3. Create Provider-Hosted Add-In

  • a) Start Visual Studio.
  • b) Navigate to File >>> New >>> Project.
  • c) Select Templates >>> Visual C# >>> Office/SharePoint >>> SharePoint Add-In.
  • d) Provide the Add-In with a name and location and click “OK” to create a solution.
  • e)  Once you click “OK” it’ll ask for the Site where you want this Add-In to be installed. Provide the site URL and select “Provider Hosted” (given we’re creating a Provider-Hosted Add-In) and click on “Next”.
  • f) You’ll also need to provide the SharePoint Version on which your newly created Add-In will be deployed. Once you are done, click “Next”.
  • g) Then select which type of Web Application project you want to use – we’re using the ASP.Net Web Forms Application -. Click “Next”.
  • h) Next up is your choice on how you want your Add-Inn to authenticate. Please select “Use a certificate (for SharePoint on-premises add-ins using high-trust)” and provide the Certificate Location / Password and Issuer ID that we previously generated. Done? Click “Finish”! (Yes, almost there…)
Project “HighTrustAddInWeb” is a web-based project which will be deployed into your IIS and it'll be deploying add-ins onto the production server. This solution contains a config file which stores the configuration details (ClientSigningCertificatePath/Password/IssuerID) that you provided while creating the solution as shown in the image below.

a) There are few more App settings that we need to define in the web.config file like ClientID, ClientSigningCertificateSerialNumber, ClientSecret.
b) When you are running the add-in from the visual studio, you don’t need to worry about the settings mentioned above, as Visual Studio will create a client ID while your app is in running mode.
c) There will be one page called “Default.aspx” which is automatically in a template. When you open the .cs file, there will be code that displays the web name on the page.
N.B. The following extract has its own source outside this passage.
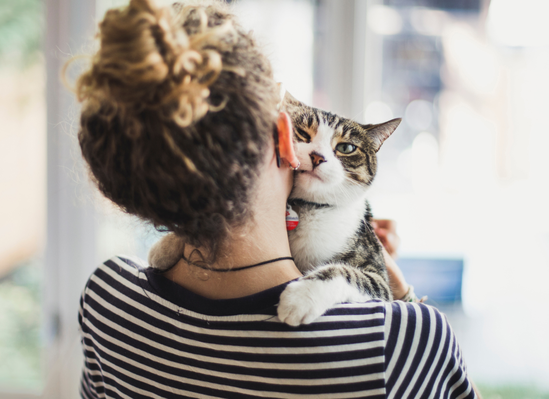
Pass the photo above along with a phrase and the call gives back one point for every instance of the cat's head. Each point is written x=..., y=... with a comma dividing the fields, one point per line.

Now, when you hit F5 you’ll see that your newly created Add-In will install and automatically uninstall any Add-Ins that were already deployed in the site. During the deployment, it’ll also update the Client ID in the web.config file.

By performing all of the steps mentioned above you’ve now developed a High-Trust Provider-Hosted Add-In! Congratulations!